起訴状によりますと、大阪市の司法書士・松本稜平被告(34)は、土地取引をめぐり不動産会社から4億1500万円をだまし取ろうとした罪などに問われています。
大阪市北区中津の土地と建物の所有権が無断変更
大阪市北区中津にある約800平方メートルの土地と建物。松本被告は司法書士の立場を悪用し、所有者本人であると保証する偽の書類を作成し、登記を書き換えたとみられています。
発覚のいきさつはこうです。
「名義が書き換えられているおそれがある」と警察から連絡を受けた所有者の男性が法務局に行くと、所有権が無断で変更されていることが判明。
その際、なりすまし役の顔写真が入った運転免許証や偽の印鑑登録証明書が使われていたといいます。
不動産会社側は松本被告らの言動を疑問視
6月3日から始まった初公判。
検察側の冒頭陳述で、土地取引に臨んだ不動産会社側が松本被告ら“地面師”グループの言動を疑問視していたことを明らかにしました。
(検察側 冒頭陳述で)
「本件はいわゆる地面師詐欺として行われた犯行。
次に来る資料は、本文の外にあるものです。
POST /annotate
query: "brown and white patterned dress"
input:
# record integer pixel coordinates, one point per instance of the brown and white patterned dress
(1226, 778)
不動産会社の従業員らは、所有者側の男が質問に答えられず、松本被告が代わって質問に答えるような状況であったことなどから、松本被告らの振る舞いに不審を感じて、購入を断念した」
指示役から「『もう後戻りできない』と言われた」
また、検察は捜査段階での松本被告の供述内容を明らかにしました。
(松本被告 捜査段階の供述)
「司法書士会から懲戒処分も受けるし、発覚すれば大変だと思って断ったけども、(指示役から)『もう後戻りできないです』と言われた。司法書士会に匿名で告発されたり、自宅に嫌がらせに来られたりするかもしれないと思って、関わった」
“地面師”事件の全容は明らかになるのか。次の裁判は7月29日の予定です。